Таксист, которого я попросил подбросить меня до синагоги, доехал до мечети и, перекрестившись левой рукой, спросил: «Не один хрен?» А Ребе Ситечкин до сих пор не в курсе, почему на дверях молитвенного дома тем промозглым апрелем не появилась свастика.
Таксиста звали Лёликом. Весь следующий месяц он возил меня бесплатно и прочувственно читал свои стихи, длинные и надрывные. Оказался, сука, поэтом.
Дальше – хуже. Когда запас стихов иссяк, он вручил мне рукопись романа «Убийцы в шортах» в восьми частях с прологом и эпилогом. Интересовался мнением и просил расставить недостающие запятые. Лёлик восхищался моей эрудицией, хотя поводов я, честно говоря, не давал.
Я читал «Убийц» и был близок к тому, чтобы разрыдаться. Сморкался, грыз ногти, обильно моргал. Но крепился. Пока не дошёл до главы «Первый поцелуй – первая гроза». С невесть где подслушанной репликой «разрешите губе дрогнуть» я принял исходное положение – лёжа на животе, ноги согнуты в коленях, лицом в подушку… И ни единой, сука, слезинки не исторг мой с виду здоровый организм. Чувство было такое, как если бы в душных сумерках вдруг неглиже пришла барышня, которую ты беззаветно и безответно любишь, и прошептала: «Данюшин, я Ваша навеки»… А ты накануне был у венеролога.

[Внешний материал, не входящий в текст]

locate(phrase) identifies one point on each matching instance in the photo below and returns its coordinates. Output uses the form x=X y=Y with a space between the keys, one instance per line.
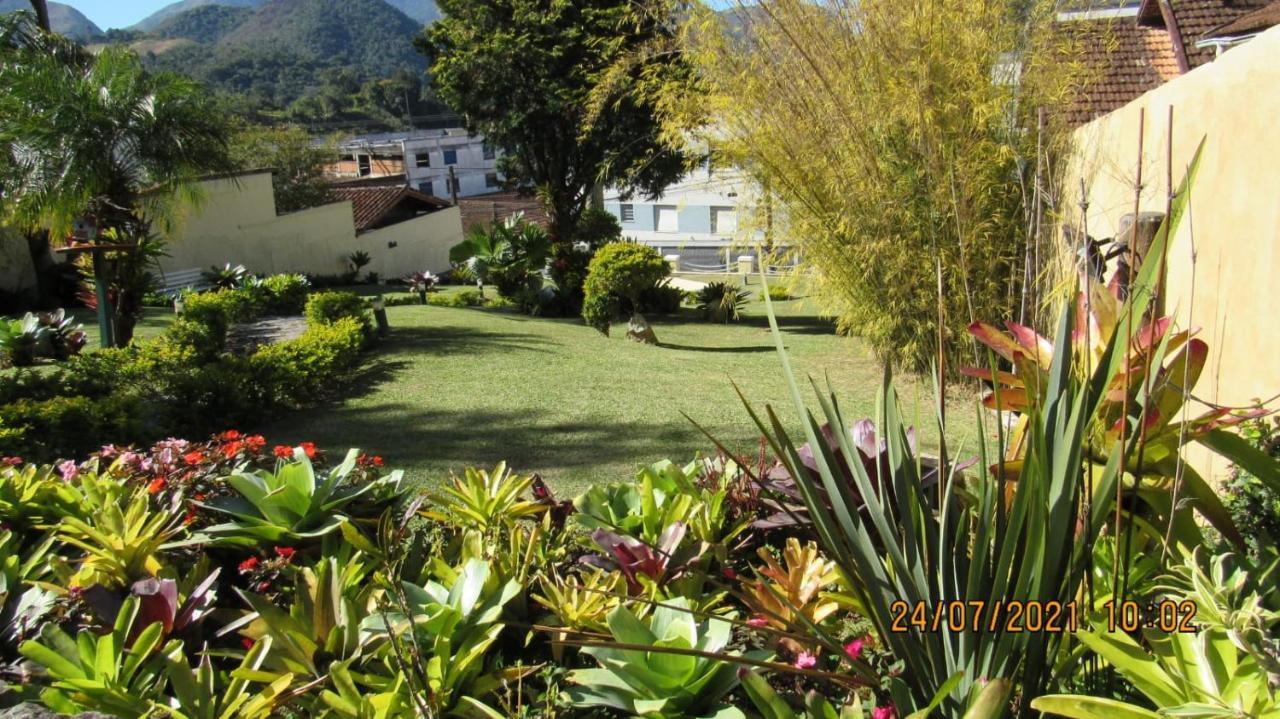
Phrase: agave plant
x=420 y=283
x=292 y=505
x=661 y=668
x=721 y=302
x=65 y=337
x=785 y=592
x=228 y=276
x=21 y=338
x=104 y=672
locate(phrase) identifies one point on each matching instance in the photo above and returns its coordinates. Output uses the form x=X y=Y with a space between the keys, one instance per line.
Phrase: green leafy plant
x=21 y=338
x=440 y=636
x=659 y=668
x=104 y=672
x=721 y=302
x=292 y=505
x=484 y=500
x=620 y=273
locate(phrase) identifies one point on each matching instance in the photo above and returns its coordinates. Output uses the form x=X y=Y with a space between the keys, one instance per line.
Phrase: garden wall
x=1234 y=220
x=236 y=223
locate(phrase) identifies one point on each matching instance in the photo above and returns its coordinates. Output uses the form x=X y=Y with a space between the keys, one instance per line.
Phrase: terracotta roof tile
x=369 y=204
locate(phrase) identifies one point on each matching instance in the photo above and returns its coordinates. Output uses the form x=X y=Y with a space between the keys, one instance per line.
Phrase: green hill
x=156 y=19
x=208 y=23
x=62 y=18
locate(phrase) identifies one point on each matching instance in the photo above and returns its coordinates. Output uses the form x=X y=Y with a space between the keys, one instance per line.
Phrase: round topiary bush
x=622 y=270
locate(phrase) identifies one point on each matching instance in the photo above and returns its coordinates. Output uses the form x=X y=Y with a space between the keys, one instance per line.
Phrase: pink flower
x=854 y=649
x=68 y=470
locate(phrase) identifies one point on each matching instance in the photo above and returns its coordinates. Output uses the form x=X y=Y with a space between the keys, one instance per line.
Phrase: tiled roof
x=485 y=209
x=370 y=204
x=1248 y=23
x=1119 y=60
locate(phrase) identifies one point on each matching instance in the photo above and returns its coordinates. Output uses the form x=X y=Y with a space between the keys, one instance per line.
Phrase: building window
x=723 y=220
x=666 y=218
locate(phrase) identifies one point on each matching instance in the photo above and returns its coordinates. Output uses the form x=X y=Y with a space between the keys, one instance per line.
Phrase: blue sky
x=117 y=13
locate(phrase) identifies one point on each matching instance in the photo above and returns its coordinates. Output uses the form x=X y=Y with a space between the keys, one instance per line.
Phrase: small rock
x=640 y=330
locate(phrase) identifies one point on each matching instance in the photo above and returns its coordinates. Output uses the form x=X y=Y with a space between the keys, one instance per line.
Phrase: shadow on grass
x=449 y=339
x=449 y=439
x=720 y=349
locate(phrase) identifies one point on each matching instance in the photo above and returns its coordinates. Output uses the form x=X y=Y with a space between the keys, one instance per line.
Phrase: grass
x=455 y=388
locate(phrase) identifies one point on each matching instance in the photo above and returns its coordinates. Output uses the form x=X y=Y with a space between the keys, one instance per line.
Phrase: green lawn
x=452 y=388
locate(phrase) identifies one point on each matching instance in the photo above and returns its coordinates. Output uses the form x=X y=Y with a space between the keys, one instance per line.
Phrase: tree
x=899 y=143
x=97 y=137
x=539 y=79
x=297 y=164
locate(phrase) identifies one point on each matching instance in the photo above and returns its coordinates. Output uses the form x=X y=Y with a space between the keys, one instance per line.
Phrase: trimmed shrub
x=328 y=307
x=621 y=271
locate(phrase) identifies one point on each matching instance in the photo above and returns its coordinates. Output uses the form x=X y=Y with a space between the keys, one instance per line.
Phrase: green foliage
x=888 y=150
x=444 y=633
x=566 y=122
x=328 y=307
x=620 y=271
x=648 y=676
x=292 y=505
x=721 y=302
x=120 y=673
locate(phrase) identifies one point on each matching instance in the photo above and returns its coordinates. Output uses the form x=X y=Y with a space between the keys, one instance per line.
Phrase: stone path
x=247 y=337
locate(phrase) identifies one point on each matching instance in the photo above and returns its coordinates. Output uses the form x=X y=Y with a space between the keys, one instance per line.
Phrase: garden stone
x=639 y=330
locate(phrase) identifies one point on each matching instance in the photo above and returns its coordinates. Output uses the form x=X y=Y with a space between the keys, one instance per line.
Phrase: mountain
x=421 y=10
x=63 y=18
x=206 y=23
x=155 y=19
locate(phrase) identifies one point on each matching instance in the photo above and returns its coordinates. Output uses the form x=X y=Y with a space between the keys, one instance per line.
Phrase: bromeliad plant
x=661 y=668
x=291 y=505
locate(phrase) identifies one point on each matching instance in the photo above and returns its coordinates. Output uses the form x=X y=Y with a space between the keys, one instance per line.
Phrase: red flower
x=854 y=649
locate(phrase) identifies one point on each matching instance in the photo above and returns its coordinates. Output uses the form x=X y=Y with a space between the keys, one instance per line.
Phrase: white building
x=708 y=219
x=430 y=160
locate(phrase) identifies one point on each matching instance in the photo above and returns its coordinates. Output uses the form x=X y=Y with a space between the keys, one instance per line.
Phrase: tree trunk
x=41 y=8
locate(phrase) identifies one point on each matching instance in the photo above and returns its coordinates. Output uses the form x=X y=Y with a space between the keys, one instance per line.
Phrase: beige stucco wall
x=236 y=223
x=421 y=243
x=1233 y=227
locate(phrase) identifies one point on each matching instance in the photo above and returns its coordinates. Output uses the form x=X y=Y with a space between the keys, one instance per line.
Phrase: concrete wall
x=1229 y=291
x=237 y=223
x=421 y=243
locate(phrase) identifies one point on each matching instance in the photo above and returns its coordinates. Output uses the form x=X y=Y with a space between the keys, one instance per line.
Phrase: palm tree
x=97 y=137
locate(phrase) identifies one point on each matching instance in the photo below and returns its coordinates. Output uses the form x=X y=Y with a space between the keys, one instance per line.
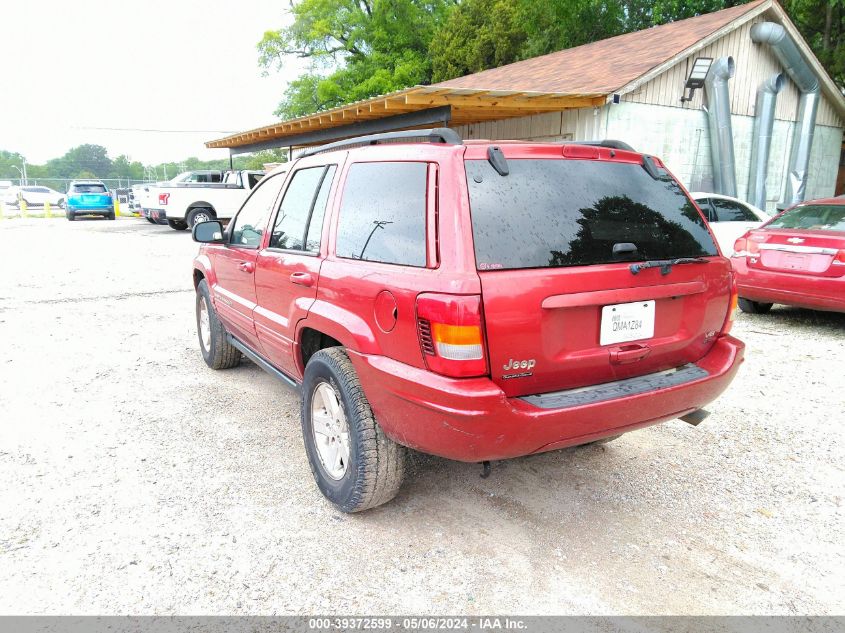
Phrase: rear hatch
x=806 y=240
x=561 y=308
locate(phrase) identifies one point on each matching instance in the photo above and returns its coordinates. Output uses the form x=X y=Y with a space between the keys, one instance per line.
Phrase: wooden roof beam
x=536 y=103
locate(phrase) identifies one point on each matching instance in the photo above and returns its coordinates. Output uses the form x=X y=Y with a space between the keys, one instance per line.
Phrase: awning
x=415 y=107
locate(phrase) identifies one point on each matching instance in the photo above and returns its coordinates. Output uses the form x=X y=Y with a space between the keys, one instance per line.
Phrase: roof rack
x=608 y=143
x=434 y=135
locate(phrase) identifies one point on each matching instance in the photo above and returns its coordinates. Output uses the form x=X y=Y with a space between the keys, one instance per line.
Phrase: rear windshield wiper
x=665 y=265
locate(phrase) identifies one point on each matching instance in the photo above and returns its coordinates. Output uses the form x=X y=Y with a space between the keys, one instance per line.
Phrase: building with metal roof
x=763 y=122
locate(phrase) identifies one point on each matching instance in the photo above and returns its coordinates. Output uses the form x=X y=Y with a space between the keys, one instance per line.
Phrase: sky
x=67 y=68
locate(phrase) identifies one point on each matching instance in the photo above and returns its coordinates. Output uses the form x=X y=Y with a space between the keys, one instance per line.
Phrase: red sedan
x=797 y=258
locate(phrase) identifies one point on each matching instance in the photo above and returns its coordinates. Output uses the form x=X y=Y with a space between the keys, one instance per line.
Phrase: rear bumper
x=803 y=291
x=472 y=420
x=90 y=210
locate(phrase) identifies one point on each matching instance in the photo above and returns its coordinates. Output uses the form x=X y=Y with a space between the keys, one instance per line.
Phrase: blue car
x=89 y=197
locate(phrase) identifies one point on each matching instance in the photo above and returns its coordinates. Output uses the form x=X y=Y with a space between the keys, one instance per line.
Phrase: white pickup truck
x=187 y=204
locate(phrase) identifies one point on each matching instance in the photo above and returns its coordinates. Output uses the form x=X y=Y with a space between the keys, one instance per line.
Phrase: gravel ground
x=133 y=479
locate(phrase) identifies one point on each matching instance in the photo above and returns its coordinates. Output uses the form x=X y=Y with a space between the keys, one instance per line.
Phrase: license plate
x=627 y=322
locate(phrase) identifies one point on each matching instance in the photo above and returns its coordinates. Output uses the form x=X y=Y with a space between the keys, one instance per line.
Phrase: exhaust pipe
x=761 y=140
x=719 y=116
x=695 y=417
x=802 y=74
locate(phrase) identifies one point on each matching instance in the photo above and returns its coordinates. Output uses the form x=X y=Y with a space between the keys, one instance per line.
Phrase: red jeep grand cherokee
x=476 y=301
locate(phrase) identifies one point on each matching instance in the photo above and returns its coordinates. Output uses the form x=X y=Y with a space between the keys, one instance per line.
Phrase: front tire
x=356 y=466
x=754 y=307
x=215 y=349
x=200 y=215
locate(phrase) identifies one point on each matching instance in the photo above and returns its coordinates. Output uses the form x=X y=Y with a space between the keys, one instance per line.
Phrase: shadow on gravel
x=789 y=317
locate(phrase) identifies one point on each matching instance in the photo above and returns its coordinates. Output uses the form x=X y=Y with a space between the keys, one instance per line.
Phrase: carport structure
x=639 y=88
x=417 y=107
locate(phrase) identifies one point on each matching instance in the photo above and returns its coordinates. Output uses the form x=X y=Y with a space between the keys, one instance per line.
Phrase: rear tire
x=201 y=214
x=215 y=349
x=372 y=466
x=177 y=225
x=754 y=307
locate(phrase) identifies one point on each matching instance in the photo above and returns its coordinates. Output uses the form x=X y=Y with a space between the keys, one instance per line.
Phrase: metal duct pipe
x=802 y=74
x=719 y=116
x=761 y=140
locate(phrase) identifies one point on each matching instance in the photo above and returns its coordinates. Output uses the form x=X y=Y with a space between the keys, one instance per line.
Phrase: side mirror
x=210 y=232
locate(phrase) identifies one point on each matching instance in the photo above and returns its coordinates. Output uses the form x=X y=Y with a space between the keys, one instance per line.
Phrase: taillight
x=744 y=247
x=451 y=334
x=732 y=307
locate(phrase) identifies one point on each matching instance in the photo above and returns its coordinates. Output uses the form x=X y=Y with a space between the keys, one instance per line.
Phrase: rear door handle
x=628 y=353
x=302 y=279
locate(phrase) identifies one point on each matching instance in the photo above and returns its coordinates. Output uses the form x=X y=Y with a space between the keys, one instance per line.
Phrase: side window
x=291 y=223
x=318 y=213
x=382 y=217
x=730 y=211
x=249 y=225
x=707 y=208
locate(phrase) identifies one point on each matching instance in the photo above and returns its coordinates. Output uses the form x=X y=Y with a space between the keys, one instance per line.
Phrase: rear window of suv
x=819 y=217
x=559 y=212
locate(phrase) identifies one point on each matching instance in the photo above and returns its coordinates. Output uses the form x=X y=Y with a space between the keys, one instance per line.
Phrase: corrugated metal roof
x=573 y=78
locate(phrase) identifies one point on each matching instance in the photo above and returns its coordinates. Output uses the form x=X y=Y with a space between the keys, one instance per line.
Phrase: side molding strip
x=270 y=369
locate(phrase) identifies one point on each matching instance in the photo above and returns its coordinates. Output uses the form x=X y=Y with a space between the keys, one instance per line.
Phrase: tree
x=478 y=34
x=822 y=23
x=357 y=48
x=9 y=161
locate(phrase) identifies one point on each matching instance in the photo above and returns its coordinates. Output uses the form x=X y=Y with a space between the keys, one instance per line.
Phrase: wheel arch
x=340 y=327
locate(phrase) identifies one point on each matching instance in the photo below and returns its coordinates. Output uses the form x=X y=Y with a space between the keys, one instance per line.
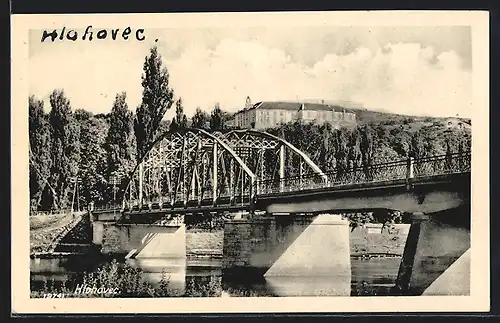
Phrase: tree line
x=79 y=155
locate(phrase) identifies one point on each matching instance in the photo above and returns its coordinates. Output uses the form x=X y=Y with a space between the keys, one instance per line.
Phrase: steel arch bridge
x=195 y=168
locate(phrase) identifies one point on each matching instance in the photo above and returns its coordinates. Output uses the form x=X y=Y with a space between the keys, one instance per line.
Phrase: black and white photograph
x=251 y=156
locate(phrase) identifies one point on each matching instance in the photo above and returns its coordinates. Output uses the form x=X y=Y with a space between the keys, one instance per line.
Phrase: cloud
x=400 y=77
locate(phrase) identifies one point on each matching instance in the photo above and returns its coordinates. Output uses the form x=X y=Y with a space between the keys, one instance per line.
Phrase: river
x=372 y=276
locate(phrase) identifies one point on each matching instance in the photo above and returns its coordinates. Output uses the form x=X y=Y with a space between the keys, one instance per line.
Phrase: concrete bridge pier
x=436 y=259
x=296 y=254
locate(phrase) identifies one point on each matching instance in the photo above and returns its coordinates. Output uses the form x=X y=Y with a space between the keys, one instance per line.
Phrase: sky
x=407 y=70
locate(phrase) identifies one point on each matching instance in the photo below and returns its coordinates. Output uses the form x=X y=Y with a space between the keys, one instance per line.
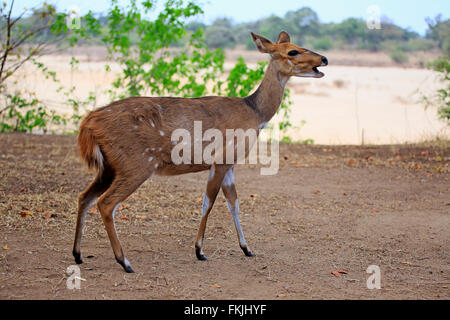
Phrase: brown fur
x=130 y=140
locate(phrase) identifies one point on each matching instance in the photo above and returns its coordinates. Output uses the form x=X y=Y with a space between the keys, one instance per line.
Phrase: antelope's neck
x=268 y=97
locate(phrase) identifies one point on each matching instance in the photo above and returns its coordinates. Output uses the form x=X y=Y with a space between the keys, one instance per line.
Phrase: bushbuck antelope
x=129 y=140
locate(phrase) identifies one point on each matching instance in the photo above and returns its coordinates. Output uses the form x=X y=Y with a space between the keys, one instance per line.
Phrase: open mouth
x=317 y=73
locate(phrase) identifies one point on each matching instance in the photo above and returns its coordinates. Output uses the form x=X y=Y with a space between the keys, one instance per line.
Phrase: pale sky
x=405 y=13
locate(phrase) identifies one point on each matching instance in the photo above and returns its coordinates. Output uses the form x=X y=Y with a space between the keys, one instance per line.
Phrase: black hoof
x=199 y=254
x=126 y=266
x=247 y=252
x=78 y=258
x=128 y=269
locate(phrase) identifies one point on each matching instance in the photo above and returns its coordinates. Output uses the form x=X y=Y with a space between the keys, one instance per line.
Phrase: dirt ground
x=328 y=208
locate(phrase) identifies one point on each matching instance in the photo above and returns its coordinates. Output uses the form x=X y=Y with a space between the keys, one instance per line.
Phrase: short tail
x=89 y=149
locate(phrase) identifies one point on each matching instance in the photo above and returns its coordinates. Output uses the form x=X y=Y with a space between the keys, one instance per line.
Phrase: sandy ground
x=328 y=208
x=364 y=97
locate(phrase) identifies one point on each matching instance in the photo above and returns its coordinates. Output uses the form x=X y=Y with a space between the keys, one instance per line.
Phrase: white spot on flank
x=98 y=156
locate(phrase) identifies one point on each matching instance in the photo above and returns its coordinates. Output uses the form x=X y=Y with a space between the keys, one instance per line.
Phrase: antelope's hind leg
x=229 y=191
x=215 y=179
x=85 y=201
x=121 y=188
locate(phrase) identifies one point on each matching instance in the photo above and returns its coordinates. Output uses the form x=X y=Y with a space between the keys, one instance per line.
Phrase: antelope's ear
x=263 y=45
x=284 y=37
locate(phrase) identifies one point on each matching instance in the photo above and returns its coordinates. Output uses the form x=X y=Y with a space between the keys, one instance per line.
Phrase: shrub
x=398 y=56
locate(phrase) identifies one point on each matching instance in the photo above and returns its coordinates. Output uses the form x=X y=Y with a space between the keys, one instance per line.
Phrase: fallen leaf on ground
x=46 y=215
x=339 y=273
x=26 y=213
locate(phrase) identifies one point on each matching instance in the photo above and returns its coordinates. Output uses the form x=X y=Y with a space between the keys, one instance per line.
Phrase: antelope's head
x=290 y=59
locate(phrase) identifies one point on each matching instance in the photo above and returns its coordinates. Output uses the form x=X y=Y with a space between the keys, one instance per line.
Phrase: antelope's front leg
x=215 y=179
x=229 y=190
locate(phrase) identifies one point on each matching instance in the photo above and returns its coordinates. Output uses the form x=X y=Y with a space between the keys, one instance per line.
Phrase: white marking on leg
x=114 y=217
x=211 y=173
x=205 y=205
x=83 y=218
x=235 y=214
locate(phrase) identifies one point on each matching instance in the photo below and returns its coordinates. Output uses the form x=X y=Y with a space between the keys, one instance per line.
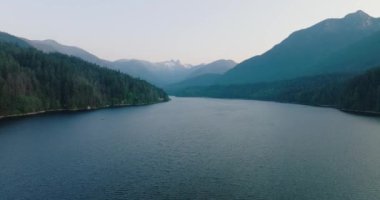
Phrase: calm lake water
x=192 y=148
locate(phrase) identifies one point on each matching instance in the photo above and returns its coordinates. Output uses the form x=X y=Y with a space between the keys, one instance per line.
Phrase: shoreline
x=349 y=111
x=15 y=116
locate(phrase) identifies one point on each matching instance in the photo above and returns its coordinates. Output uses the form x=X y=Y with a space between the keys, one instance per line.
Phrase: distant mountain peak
x=358 y=14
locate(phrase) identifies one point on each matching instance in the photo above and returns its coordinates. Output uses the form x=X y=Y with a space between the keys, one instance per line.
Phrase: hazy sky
x=193 y=31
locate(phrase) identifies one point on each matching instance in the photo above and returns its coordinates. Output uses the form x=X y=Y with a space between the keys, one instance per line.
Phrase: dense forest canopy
x=32 y=81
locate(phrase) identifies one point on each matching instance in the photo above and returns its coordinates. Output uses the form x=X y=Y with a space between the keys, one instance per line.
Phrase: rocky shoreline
x=75 y=110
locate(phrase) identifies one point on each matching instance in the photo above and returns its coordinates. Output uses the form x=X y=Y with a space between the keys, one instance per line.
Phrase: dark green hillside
x=357 y=57
x=202 y=80
x=32 y=81
x=362 y=93
x=302 y=52
x=316 y=90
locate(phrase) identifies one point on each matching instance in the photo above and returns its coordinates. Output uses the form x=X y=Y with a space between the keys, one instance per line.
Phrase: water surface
x=192 y=148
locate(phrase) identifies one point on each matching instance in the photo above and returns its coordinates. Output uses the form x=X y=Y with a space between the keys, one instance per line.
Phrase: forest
x=33 y=81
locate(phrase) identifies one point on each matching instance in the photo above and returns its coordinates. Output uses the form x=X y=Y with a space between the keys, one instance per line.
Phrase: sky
x=192 y=31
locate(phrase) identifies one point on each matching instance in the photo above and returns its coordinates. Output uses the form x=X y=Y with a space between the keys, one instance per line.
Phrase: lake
x=192 y=148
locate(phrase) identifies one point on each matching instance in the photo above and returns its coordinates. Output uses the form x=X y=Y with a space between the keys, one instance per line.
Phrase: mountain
x=201 y=80
x=216 y=67
x=32 y=81
x=160 y=74
x=300 y=53
x=50 y=46
x=362 y=93
x=5 y=37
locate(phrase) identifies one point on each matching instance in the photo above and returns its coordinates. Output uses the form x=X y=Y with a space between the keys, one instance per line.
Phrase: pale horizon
x=193 y=32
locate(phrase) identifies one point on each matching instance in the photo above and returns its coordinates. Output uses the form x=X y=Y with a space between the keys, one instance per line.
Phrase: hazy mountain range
x=329 y=46
x=316 y=65
x=325 y=64
x=159 y=73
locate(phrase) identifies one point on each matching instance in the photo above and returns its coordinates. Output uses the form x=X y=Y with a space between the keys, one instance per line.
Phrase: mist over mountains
x=158 y=73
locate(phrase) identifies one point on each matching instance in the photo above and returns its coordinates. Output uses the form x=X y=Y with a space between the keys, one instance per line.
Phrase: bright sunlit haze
x=191 y=31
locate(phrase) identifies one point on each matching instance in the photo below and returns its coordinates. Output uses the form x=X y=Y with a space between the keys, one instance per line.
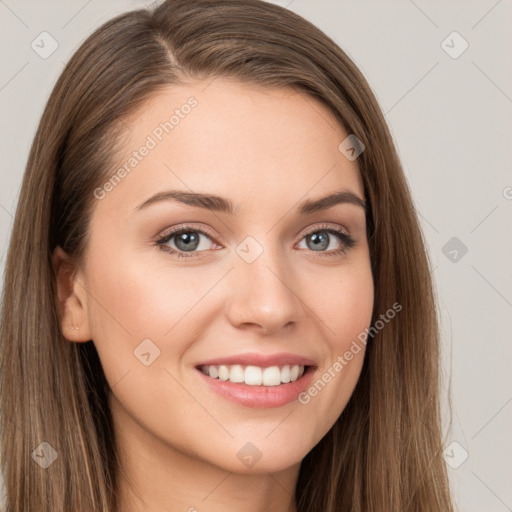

Это я к слову и не о себе.
Жизнь, однако, продолжалась. Поменяв название романа на «Блуждающий рундук», я отнёс рукопись в «Вестник литературного возрождения М… губернии». Роман напечатали под моей фамилией. Так я стал молодым многообещающим литератором и персоной нон-грата в таксомоторном парке. Впереди были долгие годы неспешной езды в трамвае.
Солнечной осенью я пришёл в редакцию за гонораром, где узнал, что авторы юбилейного десятого номера в едином порыве перечислили гонорары на счёт Фонда помощи детям-инвалидам по зрению. Я присел на крыльцо и задумался: уж не часть ли я той силы, что вечно хочет.